Nat. Mater. http://doi.org/cfcf (2017)

Rechargeable batteries based on multivalent ions such as Mg2+ and Al3+ offer an attractive alternative to Li-ion batteries, because these ions are more Earth-abundant and have the ability to transfer more electrons than Li+. However, the development of multivalent batteries has been largely hindered by the difficulty in intercalation or deintercalation of the multivalent ions into the electrodes, which is due to the strong electrostatic interactions between these ions and their hosts. Now, Peter Strasser, Damien Dambournet and colleagues design cation-deficient anatase TiO2, enabling reversible insertion of Mg2+ and Al3+.

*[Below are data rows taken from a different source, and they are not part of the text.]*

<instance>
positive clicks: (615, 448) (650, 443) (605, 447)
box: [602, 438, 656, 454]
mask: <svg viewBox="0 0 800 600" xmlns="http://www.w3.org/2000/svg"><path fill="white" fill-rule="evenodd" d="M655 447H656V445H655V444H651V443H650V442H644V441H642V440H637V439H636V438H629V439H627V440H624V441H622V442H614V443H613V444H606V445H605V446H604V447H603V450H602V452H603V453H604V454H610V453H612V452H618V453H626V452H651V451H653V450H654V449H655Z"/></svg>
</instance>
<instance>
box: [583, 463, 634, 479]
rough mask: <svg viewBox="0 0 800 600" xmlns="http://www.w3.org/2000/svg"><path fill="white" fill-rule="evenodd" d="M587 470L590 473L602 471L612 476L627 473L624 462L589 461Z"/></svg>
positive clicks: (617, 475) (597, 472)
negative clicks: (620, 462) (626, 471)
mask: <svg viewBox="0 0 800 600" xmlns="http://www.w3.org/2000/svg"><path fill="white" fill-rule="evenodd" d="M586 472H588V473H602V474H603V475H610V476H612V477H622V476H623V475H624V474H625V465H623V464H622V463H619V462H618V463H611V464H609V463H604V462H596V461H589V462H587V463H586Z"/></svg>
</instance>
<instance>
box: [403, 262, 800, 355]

The researchers fabricate anatase TiO2 electrodes with high concentrations of Ti vacancies (22%) through the partial substitution of Ti cations by monovalent anions such as fluoride and hydroxide groups. The introduction of these anions charge-compensate for the creation of the Ti cations, making the resultant compounds stable. Using a comprehensive set of techniques such as high-energy X-ray and NMR, the researchers show that the number of Mg2+ ions that can be reversibly intercalated matches the concentration of the Ti vacancies, and the discharge capacity matches the number of inserted Mg2+ ions, indicating a two-electron redox reaction mechanism. In a three-electrode cell, which is useful for understanding how battery materials behave under operando conditions, the vacancy-rich anatase TiO2 electrodes display approximately six times higher discharge capacity (155 mAh g–1) than the stoichiometric anatase TiO2.